El Wilson oye resúmenes de noticias, sobre todo deportivas, a todo volumen en el celular, mientras prepara el café. A las siete, todos esperamos la intro de Politizados. Mis hijos ya se la saben de memoria. Y, mientras pita la buseta, yo levanto la mesa y enseguida lavo los platos.
Me acuerdo de mí, saliendo apurada al colegio: la mochila en un hombro, el cepillo de pelo en la mano.
El paso del tiempo también se mide en los objetos pequeños. Antes, la radio a pilas de mi papá. Ahora, todo es con el celular. Antes, el reloj de panda. Ahora, la alarma del celular. Antes, mochilas llenas de cuadernos y cartucheras pesadas.
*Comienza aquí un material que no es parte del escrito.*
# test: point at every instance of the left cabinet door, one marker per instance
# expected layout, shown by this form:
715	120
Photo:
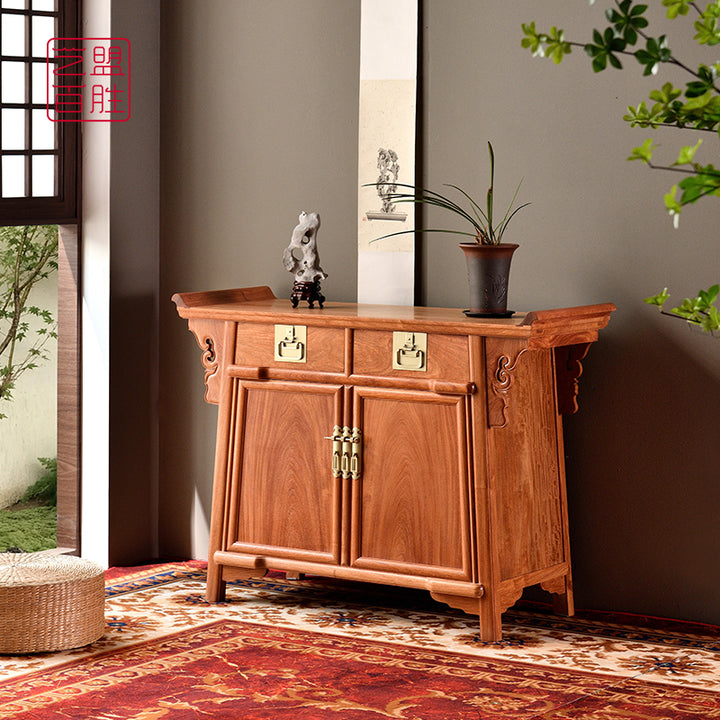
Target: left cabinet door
283	499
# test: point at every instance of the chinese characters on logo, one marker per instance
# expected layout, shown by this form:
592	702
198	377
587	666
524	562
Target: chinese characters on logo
88	79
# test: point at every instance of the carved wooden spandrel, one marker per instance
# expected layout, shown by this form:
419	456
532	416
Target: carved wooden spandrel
209	336
568	369
501	360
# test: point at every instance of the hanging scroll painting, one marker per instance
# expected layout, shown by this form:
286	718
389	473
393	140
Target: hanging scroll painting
386	150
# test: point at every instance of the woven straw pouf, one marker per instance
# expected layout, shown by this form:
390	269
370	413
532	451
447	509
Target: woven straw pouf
49	602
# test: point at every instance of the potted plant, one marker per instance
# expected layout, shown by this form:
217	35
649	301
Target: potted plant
488	258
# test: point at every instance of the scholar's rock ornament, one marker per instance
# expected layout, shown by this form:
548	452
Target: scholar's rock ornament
301	258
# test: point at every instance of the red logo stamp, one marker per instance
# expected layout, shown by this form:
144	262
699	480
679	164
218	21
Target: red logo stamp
88	79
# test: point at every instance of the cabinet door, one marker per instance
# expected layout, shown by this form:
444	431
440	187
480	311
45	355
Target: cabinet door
284	501
410	503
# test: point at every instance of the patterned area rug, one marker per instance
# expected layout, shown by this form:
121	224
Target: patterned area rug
315	649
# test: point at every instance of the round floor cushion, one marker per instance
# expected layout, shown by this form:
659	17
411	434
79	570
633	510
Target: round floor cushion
49	602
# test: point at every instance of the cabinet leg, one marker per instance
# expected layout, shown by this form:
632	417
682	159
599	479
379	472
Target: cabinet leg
489	616
562	596
215	590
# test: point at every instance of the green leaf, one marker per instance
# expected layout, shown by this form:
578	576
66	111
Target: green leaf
673	207
677	7
656	51
687	153
658	299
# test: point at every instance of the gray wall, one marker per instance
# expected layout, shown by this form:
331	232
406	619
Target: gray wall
259	121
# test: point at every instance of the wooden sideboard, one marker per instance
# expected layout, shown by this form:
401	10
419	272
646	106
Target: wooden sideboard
408	446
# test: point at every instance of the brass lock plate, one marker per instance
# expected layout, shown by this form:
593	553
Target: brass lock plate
291	343
409	351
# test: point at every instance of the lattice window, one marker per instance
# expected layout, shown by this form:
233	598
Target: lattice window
38	157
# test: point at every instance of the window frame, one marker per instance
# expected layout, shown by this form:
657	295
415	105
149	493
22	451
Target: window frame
63	207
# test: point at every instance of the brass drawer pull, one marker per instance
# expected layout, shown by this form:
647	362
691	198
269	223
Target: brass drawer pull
409	351
291	343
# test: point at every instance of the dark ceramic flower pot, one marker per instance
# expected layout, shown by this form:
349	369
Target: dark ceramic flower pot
488	274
Ahora, laptops y cargadores que ocupan el mismo espacio.
Las rutinas son idénticas: apurarse, pelear, reír, salir corriendo. Lo que cambia son los aparatos que acompañan esa carrera de cada mañana. Y pienso que mis hijos, algún día, recordarán no el celular ni las noticias, sino la sensación de desayunar juntos, de pelearse por el último pan, de salir con los zapatos desamarrados. Porque tienen esa manía de no amarrarse los zapatos ni doblarse el pantalón.
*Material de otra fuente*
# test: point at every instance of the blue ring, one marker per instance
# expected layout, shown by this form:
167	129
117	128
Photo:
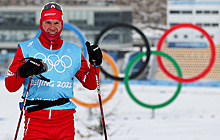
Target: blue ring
75	30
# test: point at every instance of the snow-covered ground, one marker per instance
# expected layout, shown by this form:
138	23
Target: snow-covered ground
194	115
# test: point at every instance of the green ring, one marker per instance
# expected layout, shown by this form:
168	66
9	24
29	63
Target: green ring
126	79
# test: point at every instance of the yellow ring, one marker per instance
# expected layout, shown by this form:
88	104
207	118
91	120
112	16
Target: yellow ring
115	72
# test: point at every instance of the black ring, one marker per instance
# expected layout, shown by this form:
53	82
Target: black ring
148	52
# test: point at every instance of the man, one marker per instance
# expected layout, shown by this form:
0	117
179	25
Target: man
49	112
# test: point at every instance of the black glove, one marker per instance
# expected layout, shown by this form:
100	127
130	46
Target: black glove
95	53
32	67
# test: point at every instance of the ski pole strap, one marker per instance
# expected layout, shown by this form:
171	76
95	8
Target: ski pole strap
35	105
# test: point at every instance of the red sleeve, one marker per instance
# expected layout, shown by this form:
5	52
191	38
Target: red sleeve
86	75
13	81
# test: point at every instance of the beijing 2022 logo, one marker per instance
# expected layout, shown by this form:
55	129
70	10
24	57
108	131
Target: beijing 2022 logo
60	64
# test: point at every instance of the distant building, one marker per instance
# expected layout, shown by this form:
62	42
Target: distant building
203	13
22	23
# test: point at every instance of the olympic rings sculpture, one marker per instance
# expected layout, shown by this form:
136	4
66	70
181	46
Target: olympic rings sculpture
115	75
138	57
179	79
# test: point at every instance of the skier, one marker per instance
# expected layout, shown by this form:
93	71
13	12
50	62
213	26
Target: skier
49	111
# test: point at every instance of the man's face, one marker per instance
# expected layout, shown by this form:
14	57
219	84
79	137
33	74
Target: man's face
52	26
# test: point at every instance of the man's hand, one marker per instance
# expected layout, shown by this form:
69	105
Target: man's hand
95	53
32	67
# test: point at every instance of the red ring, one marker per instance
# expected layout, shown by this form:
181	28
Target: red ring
208	68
No me había dado cuenta hasta este año de cómo, cada vez que los guaguas comienzan clases, mi mente me trae los mismos recuerdos. Ese ambiente mañanero tan único e íntimo. Estoy segura que en cada casa vivimos algo parecido. Y los padres, que antes eran los niños, recuerdan cómo eran sus días preparándose para ir a la escuela o al colegio.
Otra cosa que me acordé el otro día, mientras ponía los nombres en los uniformes de mis hijos, fueron las iras que me daba no tener el uniforme listo. En la casa de mis papás no había secadora y, en época de lluvia, el uniforme no se secaba nunca. Mi mamá ponía los uniformes atrás de la refrigeradora —antes las refris tenían rejillas, ahora vienen tapadas—. También secábamos en el microondas. Más de una vez el uniforme salía quemado. Lo importante era ir bien uniformados, usando el método de secado que fuera.
Lo más lindo del ingreso a clases son estos pequeños flashes de recuerdos que el cerebro nos trae al presente y que nos hacen sonreír en completa soledad.